Sam is, at heart, a nice fella, and this is a striking and varied performance from Huston. One wonders throughout the movie how much blame must be put on him for the failure of his marriage, and in truth it seems like there’s quite a lot which he could shoulder. The unseen two decades of marriage must have been largely unfulfilling for Fran, certainly in the past few years as marital rigor mortis began to set in. Why did he wait so long to take a trip to Europe? His American simplicity, so distasteful to Fran and so fun for us at home, is evinced in a line where he says that he wants his biggest concern to be the temperature of the beer he’s drinking. Where was his willingness to take the foot off the gas pedal during his marriage, to slow down and counsel a wife who can’t possibly have just decided to fight turning forty? Late in the film, once Sam has figured out that Edith (Astor) is the woman for him, he begins to talk about working again, planning a trans-Pacific airline through Russia.
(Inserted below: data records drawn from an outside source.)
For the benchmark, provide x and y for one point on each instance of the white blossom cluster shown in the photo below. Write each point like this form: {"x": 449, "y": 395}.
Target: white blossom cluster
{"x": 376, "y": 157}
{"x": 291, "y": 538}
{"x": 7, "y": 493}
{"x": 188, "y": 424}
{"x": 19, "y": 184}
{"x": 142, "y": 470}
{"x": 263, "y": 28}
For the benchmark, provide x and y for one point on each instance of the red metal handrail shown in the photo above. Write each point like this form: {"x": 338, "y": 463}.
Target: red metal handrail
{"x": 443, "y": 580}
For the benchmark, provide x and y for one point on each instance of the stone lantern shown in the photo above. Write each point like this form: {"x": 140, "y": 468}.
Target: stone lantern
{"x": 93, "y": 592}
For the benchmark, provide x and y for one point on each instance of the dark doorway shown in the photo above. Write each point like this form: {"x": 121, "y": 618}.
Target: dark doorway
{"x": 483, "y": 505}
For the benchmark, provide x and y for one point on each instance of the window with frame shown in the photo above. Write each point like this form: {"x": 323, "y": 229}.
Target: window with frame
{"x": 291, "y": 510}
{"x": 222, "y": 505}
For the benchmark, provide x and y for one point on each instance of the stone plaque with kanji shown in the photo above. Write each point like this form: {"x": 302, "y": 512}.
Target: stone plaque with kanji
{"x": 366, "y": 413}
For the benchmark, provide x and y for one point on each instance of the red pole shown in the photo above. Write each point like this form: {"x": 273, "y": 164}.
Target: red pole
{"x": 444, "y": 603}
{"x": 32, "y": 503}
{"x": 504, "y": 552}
There’s vigor in him once again, presumably because his wife is no longer sucking all the blood out of his veins, but it may just as well be that he’s taken the past several months off to get inside his head and look at the many ancient ruins. The film is not quite sure what to do about Sam’s culpability, choosing again and again to assume that the fault is mostly Fran’s; it is true that her pretension is more obnoxious than Sam’s folksiness. All the same, the movie seems a little hesitant to grant that the iceberg’s most dangerous parts are the ones submerged, not the ones towering over the ocean.